Sri Lanka | Freedom House

Freedom of the Press

Sri Lanka

Sri Lanka

Freedom of the Press 2005

2005 Scores

Press Status

Partly Free

Press Freedom Score
(0 = best, 100 = worst)

56

Political Environment
(0 = best, 40 = worst)

24

Economic Environment
(0 = best, 30 = worst)

17

The ability of Sri Lankan media outlets to express their views openly was tested by heightened political conflicts in 2004, while the partisanship of the state-owned media emerged as a major concern. Freedom of expression is provided for in the constitution, and although the government is permitted to curtail press freedom on national security grounds, authorities generally did not use legal restrictions against the media during the year. However, contempt of court legislation has been used in the past to punish reporters who investigate judicial misconduct; and in September, four journalists were threatened with court cases for articles published in 2001 and 2002 that allegedly showed contempt for the anticorruption commission.

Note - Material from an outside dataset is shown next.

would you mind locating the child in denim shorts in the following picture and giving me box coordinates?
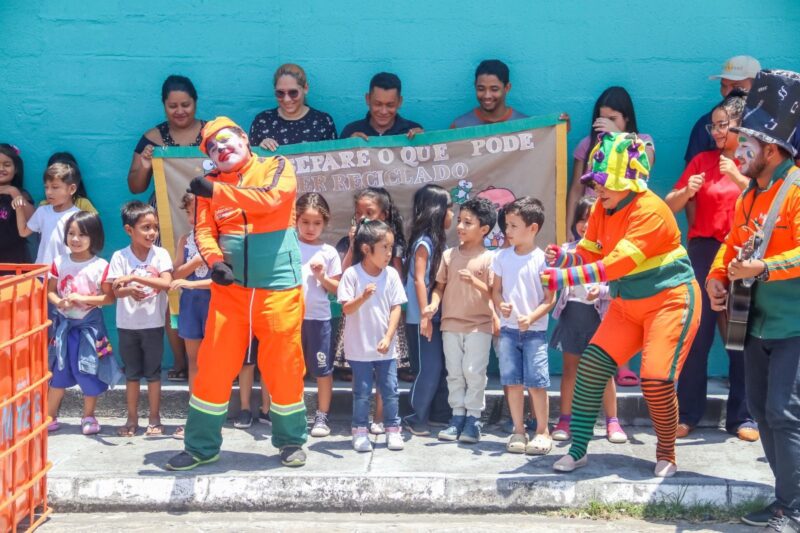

Reporters, particularly those who cover human rights issues, corruption, or official misconduct, continued to face some harassment and threats from government officials, irate politicians, and party activists. In several other instances, police or security forces manhandled reporters as they attempted to cover the news. The Liberation Tigers of Tamil Eelam (LTTE), a separatist rebel group, does not permit freedom of expression in the areas of northern and eastern Sri Lanka under its control and continues to intimidate and threaten a number of Tamil journalists and other critics. Rival LTTE factions killed one reporter in May and another in August. Meanwhile, the offices of the Tamil-language daily Thinakkural suffered two grenade attacks in December, and the paper's distribution was disrupted on several occasions by LTTE cadres.

While some journalists, particularly those covering the LTTE-controlled areas, practice self-censorship, a number of privately owned newspapers and broadcasters scrutinize government policies and provide diverse views. The state controls the largest newspaper chain, two major television stations, and a radio station; political coverage in the state-owned media tends to favor the ruling party, and these outlets remain prone to frequent official interference. During the November 2003 state of emergency, President Chandrika Kumaratunga briefly deployed troops outside government-run media outlets, sacked the chairman of the government-owned Lake House media group, and replaced the editors of state-run print and broadcast outlets with her own supporters. In 2004, the Colombo-based Free Media Movement repeatedly condemned the manipulation of the state media by the president's party for political ends, including pressure on editors and biased coverage of the April elections. For example, Lakshman Gunasekera, the editor of a government-owned weekly, was suspended from his post in March after writing editorials opining that the state media should refrain from political partisanship, and he had not been reinstated by year's end. Another editor was removed from his post in September. Business and political interests wield some control over content in the form of selective advertising and bribery.